筆者がハロウィーンというものを知ったのは1970年代なかば、中学生になる手前の頃に読んだスヌーピーの漫画による。正式な名は「ピーナッツ」、アメリカの漫画家チャールズ・M・シュルツがビーグル犬スヌーピー、その飼い主チャーリー・ブラウンら子供たちの日常の哀歓を、約半世紀にわたって描き続けた。日本では当時、詩人の谷川俊太郎さんの翻訳でペーパーバック・サイズの単行本が刊行されていた。
新聞漫画なので年中行事がしばしば登場する。10月末にはハロウィーンをテーマにした漫画が描かれ、ライナスという少年が、なぜかハロウィーンの夜に「カボチャ大王」が降臨すると信じて待ち続ける(けれど結局来ない)という設定もあった。
当時、筆者の周辺にハロウィーンの催しはなく、あくまで漫画の中のアメリカの行事という認識だった。
1979年(昭和54年)にはジョン・カーペンター監督のホラー映画「ハロウィン」がヒットし、人気シリーズとなった。スティーブン・スピルバーグ監督の大ヒット作「E.T.」(82年公開)も、物語のクライマックスはハロウィーンの夜。映画や漫画でハロウィーンを知った人は多いかもしれない。
米軍関係者がやっていた

読売新聞の記事データベースで「ハロウィン」または「ハロウィーン」を検索してヒットする最も古い記事は1927年(昭和2年)10月18日朝刊の<若き人たちが集って多摩河畔の祈り ハロウインに小学生も招く>だ。立教大学キリスト教青年会の若者たちが調布市で修養会を開くという記事の中に<万聖節の前の三十一日のハロウイン日には調布小学校生徒を招いて童話会を開く>とある。純然たるキリスト教の宗教行事である。
その後は、大きく飛んで70年代、海外事情の紹介記事で、しばしばハロウィーンが取り上げられた。

国内行事としては、89年(平成元年)10月21日朝刊の神奈川県版に掲載された<仮装遊び「ハロウィーン 本牧に復活>に日本のハロウィーン事情が記されていて興味深い。
<本牧でも、昭和三十年代から同五十七年の接収解除までは、毎年、「横浜海浜住宅地区」で開催され、地元民と米軍人の交流の場として親しまれてきた。
地元の子供たちは、アメリカの子供たちとともに、ネコや魔女、悪魔といった思い思いの仮装をして、魔よけのカボチャを玄関にぶらさげた米軍住宅を回り、キャンディーなどのお菓子をねだって、その代わりに踊りなどのパフォーマンスを披露した>
このように米軍関係者の住宅地で、アメリカの風習としてのハロウィーンが行われた事例は、他の土地でもあったようだ。
「コスプレ」化は1990年代あたりから
80年代あたりから、各地のイベントでハロウィーンにちなんで仮装を取り入れたものが見られるようになる。東京・原宿の表参道では、今も続く子供の仮装パレードが始まった。

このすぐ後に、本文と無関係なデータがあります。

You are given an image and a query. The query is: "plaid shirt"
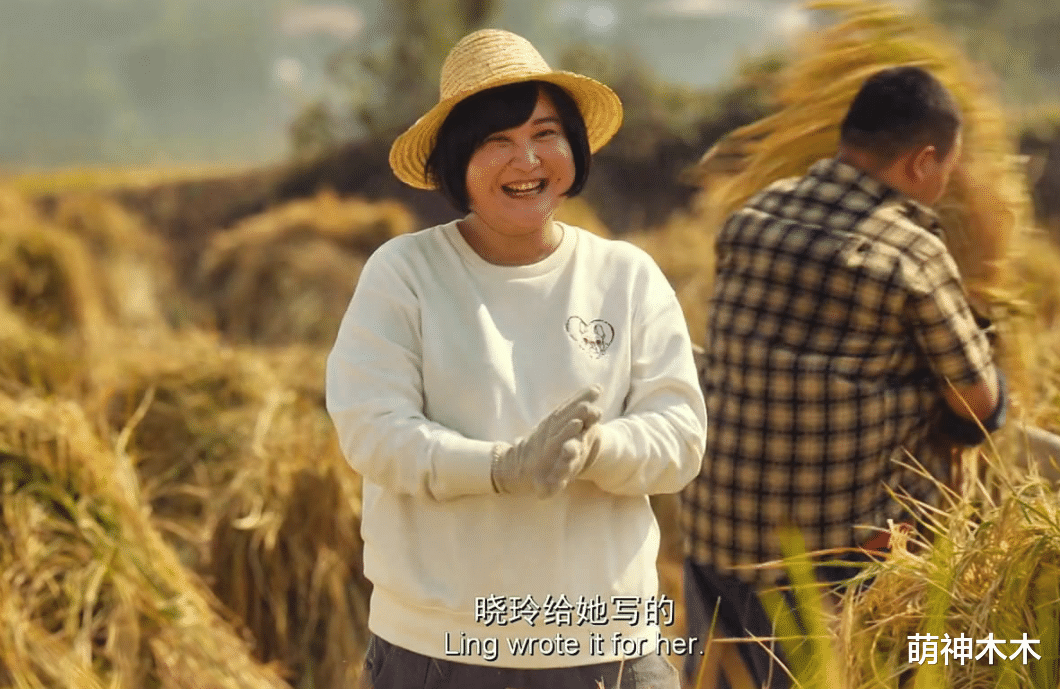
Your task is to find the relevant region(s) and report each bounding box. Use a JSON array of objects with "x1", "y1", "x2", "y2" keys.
[{"x1": 682, "y1": 159, "x2": 992, "y2": 584}]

1995年(平成7年)11月1日朝刊気流欄に、<ハロウィンに見る商業主義>という投書が掲載されている。東京都に住む40歳のパート女性が<日本人はどうしてこんなに軽いのだろう>と嘆いている。<近年、秋になると、街ではモミジやカキの代わりにパンプキンや魔女、お化けのディスプレーを見かける。デパートのお菓子売り場にもハロウィン用のキャンデーが店頭を占領している。仮装行列をする所もあるという>。この頃にはハロウィーンの商業利用も盛んになりはじめていたようだ。夏休みとクリスマスの間の販促イベントの材料として、ちょうどよかったのかもしれない。
90年代後半には東京ディズニーランドが来場者参加のハロウィーン仮装パレードを開始。川崎市での路上コスプレパレードも始まり、今や国内有数のハロウィーンイベントに成長した。子供が仮装する行事だったハロウィーンは、この頃から大人もコスプレを楽しむものになっていく。